Background: The aim of this study was to identify groups of subjects with similar patterns of forefoot loading and verify if specific groups of patients with diabetes could be isolated from non-diabetics.
Methodology/Principal Findings: Ninety-seven patients with diabetes and 33 control participants between 45 and 70 years were prospectively recruited in two Belgian Diabetic Foot Clinics. Barefoot plantar pressure measurements were recorded and subsequently analysed using a semi-automatic total mapping technique.
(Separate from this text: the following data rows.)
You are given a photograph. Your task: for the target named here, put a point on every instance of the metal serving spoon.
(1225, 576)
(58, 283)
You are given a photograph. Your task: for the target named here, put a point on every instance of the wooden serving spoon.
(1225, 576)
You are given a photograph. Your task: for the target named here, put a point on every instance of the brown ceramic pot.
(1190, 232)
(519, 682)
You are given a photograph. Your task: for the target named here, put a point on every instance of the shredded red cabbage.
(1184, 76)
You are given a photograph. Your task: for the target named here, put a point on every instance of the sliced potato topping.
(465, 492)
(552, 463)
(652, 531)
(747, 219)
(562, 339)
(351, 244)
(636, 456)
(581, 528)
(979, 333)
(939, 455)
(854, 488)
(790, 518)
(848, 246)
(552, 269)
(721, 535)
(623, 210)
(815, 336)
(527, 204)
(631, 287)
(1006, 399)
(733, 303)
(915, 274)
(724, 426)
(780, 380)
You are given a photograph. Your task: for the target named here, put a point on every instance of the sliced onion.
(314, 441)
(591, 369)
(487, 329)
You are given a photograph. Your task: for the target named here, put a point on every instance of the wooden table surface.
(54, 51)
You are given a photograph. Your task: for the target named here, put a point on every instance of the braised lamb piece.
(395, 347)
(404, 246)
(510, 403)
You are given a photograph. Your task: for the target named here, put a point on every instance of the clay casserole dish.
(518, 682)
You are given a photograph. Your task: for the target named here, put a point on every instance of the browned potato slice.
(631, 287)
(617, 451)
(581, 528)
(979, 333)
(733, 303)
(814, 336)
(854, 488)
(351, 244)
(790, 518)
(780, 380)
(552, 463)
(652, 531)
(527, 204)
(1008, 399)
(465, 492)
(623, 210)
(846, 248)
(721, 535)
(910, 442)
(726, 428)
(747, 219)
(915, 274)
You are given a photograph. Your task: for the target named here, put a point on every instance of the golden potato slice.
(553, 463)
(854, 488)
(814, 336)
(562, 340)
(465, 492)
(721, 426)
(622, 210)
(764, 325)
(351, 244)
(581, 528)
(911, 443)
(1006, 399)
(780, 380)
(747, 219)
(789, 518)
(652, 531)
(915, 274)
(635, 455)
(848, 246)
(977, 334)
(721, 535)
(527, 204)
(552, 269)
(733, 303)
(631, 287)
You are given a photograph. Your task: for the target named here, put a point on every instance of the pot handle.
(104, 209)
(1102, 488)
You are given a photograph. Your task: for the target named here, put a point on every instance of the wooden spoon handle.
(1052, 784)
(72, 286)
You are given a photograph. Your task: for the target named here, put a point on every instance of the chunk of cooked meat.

Kmeans cluster analysis was applied on relative regional impulses of six forefoot segments in order to pursue a classification for the control group separately, the diabetic group separately and both groups together. Cluster analysis led to identification of three distinct groups when considering only the control group. For the diabetic group, and the computation considering both groups together, four distinct groups were isolated. Compared to the cluster analysis of the control group an additional forefoot loading pattern was identified. This group comprised diabetic feet only. The relevance of the reported clusters was supported by ANOVA statistics indicating significant differences between different regions of interest and different clusters.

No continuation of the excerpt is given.